Leonardo Sodré*
Depois de um longo período como bancário do Banco do Brasil, finalmente Minervino iria realizar o sonho de sua vida, tornando-se um empresário. Resolveu montar uma granja de galinhas de raça puríssima, e depois de pesquisar na internet e consultar muitos especialistas, optou pela raça “Plymouth Rock Barrado”, que tinha a característica de ser totalmente xadrez e robusta.

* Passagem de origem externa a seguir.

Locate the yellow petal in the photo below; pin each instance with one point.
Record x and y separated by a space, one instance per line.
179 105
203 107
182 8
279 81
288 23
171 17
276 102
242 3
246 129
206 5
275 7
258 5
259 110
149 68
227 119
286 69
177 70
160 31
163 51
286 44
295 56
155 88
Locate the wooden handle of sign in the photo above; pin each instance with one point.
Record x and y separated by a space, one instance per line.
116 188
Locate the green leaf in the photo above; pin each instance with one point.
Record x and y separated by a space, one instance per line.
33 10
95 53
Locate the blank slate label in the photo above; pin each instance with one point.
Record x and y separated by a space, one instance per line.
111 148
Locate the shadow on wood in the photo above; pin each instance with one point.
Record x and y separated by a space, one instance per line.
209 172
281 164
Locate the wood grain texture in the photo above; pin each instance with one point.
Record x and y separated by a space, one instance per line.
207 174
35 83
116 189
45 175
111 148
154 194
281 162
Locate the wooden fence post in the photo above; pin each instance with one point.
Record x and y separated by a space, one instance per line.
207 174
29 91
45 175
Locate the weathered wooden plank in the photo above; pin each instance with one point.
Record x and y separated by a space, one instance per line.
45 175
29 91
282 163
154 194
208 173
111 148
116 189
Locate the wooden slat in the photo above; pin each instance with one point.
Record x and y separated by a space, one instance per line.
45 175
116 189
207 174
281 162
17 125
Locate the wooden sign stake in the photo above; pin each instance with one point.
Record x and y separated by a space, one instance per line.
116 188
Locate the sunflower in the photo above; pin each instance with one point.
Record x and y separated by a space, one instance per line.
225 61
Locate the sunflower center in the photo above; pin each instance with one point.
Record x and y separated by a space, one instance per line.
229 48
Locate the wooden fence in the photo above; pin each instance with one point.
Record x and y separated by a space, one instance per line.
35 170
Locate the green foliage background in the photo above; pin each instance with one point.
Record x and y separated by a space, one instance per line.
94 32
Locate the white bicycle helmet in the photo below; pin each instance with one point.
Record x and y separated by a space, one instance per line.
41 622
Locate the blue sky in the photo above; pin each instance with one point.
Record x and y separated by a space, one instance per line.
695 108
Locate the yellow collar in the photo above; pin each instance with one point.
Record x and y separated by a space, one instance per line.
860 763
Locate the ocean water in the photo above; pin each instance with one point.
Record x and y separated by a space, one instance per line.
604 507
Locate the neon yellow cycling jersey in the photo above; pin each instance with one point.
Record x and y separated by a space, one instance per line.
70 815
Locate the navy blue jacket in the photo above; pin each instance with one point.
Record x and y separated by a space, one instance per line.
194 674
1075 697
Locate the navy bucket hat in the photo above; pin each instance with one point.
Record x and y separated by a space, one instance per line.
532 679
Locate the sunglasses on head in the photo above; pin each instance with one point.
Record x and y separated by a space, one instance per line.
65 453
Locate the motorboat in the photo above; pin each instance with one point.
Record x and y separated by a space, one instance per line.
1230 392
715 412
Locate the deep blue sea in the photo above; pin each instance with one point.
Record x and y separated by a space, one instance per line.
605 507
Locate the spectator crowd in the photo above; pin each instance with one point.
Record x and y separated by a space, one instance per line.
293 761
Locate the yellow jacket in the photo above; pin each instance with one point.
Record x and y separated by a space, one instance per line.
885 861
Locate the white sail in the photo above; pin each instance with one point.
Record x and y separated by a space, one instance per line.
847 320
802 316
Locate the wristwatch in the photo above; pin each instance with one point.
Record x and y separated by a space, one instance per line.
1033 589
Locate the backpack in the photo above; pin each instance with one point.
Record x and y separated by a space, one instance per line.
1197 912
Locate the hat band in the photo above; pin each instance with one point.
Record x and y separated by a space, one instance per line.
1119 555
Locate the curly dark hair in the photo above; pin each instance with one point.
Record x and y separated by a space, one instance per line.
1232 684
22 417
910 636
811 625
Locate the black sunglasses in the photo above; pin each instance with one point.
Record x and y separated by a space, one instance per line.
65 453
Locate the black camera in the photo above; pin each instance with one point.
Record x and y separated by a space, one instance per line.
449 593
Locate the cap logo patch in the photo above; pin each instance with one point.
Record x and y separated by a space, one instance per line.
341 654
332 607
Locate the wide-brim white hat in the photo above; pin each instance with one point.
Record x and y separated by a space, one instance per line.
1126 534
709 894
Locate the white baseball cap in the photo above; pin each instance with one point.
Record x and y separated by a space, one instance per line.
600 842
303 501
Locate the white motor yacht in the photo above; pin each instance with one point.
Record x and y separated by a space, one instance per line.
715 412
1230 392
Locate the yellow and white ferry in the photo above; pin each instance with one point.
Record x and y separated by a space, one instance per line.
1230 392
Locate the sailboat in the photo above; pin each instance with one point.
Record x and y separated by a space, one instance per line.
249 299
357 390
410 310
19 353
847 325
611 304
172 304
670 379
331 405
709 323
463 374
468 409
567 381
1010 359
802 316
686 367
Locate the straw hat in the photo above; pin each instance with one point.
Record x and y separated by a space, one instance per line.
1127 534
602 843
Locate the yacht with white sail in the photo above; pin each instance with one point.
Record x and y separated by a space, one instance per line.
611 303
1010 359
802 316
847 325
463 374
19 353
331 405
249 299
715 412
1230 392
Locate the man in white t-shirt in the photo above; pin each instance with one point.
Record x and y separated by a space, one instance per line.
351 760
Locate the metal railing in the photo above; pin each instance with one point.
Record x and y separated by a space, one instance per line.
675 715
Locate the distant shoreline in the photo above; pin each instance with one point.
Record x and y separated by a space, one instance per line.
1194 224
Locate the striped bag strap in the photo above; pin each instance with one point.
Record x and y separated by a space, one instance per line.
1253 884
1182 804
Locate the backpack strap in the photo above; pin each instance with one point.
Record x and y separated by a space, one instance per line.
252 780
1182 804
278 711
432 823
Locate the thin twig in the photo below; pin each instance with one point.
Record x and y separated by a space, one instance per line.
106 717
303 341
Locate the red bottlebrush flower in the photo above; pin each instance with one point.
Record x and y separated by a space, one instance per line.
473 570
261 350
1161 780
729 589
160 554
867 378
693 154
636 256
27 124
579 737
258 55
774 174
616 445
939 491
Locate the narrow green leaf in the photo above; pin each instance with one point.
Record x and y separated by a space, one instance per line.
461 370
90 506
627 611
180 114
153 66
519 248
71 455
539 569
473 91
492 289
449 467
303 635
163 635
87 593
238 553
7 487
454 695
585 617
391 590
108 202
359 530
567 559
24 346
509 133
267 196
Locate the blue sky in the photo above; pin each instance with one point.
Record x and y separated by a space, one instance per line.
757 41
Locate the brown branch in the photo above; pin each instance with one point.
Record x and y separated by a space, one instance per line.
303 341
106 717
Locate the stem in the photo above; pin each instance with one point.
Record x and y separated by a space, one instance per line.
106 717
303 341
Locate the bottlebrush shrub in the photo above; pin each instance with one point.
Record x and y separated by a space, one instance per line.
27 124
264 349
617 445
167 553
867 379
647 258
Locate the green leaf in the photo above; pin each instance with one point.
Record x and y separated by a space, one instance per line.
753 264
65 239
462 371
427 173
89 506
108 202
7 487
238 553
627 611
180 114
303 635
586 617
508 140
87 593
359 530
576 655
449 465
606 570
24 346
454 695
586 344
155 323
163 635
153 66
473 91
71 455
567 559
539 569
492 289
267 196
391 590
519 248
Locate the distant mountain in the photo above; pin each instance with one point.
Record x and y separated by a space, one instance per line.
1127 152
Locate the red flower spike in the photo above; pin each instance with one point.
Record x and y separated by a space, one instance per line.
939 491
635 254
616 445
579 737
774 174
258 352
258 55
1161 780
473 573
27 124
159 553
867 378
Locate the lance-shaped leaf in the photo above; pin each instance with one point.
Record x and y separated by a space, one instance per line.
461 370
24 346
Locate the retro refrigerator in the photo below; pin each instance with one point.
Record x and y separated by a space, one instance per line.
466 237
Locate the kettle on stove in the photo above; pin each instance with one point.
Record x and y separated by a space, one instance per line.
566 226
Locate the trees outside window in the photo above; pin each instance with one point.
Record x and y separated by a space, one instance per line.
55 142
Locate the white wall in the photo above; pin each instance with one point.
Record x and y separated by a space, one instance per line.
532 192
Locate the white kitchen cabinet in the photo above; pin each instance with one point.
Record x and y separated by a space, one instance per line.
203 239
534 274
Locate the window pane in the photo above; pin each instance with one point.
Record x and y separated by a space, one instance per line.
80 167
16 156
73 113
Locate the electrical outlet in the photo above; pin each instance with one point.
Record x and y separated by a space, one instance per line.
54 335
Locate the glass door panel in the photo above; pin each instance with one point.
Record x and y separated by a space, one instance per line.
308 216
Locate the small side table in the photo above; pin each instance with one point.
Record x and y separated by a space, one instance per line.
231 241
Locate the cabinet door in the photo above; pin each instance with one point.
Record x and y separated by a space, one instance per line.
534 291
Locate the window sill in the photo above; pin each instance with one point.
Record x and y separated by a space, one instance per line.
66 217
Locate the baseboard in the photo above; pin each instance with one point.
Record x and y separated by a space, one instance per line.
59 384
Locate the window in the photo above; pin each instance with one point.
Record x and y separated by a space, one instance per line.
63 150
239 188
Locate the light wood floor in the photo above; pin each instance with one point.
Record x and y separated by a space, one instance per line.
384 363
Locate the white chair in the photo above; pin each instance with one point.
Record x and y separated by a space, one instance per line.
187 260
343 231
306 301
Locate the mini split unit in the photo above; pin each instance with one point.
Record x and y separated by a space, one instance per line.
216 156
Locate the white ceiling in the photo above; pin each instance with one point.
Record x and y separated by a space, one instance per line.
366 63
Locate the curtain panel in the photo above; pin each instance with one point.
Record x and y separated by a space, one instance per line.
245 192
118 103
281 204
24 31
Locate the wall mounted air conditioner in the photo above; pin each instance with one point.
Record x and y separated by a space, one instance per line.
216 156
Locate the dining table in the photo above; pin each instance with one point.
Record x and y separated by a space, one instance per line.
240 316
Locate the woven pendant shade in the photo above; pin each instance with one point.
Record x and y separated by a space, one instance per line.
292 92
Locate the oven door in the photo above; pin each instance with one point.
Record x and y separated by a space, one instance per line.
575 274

Sonhava com os prêmios que iria ganhar nas exposições do setor em todo o país e começou a procurar uma área para montar sua granja, que teria que ser numa região tranquila para que as galinhas pudessem crescer em paz. Um lugar onde não houvesse grandes variações climáticas. E, depois de percorrer praticamente todo o Rio Grande do Norte, optou pela região de Touros, depois que descobriu ser um dos locais, no mundo, onde ocorria uma das menores variações de temperatura, que segundo seus estudos oscilavam anualmente menos de um grau centígrado.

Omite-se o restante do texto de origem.